In Bertrellans Street, a dark alley parallel to the commercial street (then in full development and construction) of Portal de l'Àngel, there was a flat with a small excursion group called the Serra del Cadí. They were few, but many of them would have outstanding performances in the following years. They decided on what would later be called the armed route. With that intention, they took on a clandestine identity and defined themselves as a "secret Catalan brotherhood" with the sonorous and threatening name of Black Flag... They established contact with Manuel Pagès, Cardona's deputy and organizer of new squads or escamots...
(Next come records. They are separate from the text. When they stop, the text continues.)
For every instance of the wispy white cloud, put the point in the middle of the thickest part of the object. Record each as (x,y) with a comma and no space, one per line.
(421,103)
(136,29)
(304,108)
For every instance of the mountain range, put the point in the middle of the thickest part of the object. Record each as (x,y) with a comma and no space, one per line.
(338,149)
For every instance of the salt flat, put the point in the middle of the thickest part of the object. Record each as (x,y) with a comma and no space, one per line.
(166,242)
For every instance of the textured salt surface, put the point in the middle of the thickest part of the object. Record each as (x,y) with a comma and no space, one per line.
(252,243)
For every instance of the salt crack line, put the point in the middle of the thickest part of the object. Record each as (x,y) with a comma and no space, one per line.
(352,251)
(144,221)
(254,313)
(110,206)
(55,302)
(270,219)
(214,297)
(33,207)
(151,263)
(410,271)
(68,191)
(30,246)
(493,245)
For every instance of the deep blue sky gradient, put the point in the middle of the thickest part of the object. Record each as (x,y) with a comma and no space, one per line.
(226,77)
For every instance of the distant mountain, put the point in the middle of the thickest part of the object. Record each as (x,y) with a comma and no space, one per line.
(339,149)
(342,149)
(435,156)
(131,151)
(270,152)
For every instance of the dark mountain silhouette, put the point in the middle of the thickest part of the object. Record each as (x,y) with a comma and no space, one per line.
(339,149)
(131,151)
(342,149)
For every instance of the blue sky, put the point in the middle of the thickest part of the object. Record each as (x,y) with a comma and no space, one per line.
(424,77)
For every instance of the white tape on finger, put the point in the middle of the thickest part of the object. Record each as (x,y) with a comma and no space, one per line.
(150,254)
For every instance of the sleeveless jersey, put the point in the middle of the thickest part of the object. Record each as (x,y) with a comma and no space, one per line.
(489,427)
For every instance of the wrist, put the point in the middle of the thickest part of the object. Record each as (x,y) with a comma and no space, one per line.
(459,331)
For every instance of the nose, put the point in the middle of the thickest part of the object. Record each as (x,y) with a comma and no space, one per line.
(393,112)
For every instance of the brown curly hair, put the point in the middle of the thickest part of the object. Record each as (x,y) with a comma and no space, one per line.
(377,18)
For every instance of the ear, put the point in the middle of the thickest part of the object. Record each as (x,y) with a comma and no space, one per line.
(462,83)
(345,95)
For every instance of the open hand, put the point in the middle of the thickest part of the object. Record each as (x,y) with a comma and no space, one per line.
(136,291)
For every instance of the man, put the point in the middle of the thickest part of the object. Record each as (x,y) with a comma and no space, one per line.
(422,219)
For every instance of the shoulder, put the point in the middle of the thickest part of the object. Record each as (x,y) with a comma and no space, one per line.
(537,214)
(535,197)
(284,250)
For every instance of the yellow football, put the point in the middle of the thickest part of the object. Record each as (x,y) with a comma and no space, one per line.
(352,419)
The organization had approximately twelve leaders and some sympathizers. The most notable head of the organization was Marcel·lí Perelló, together with Jaume Compte (also a member of the Autonomous Center of Trade and Industry Dependents). Notable members include: Miquel Badia, Daniel Cardona (head abroad), Ramon Xammar, Emili Granier Barrera, Jaume Julià, Joan Bertran and Jaume Balius. It also had committees in Béziers (France) and in Buenos Aires.

Bandera Negra carried out an attack against King Alfonso XIII on the Garraf coast (Garraf plot) along with other armed actions of some success, such as the bomb attack against the house of the Baron of Maldá.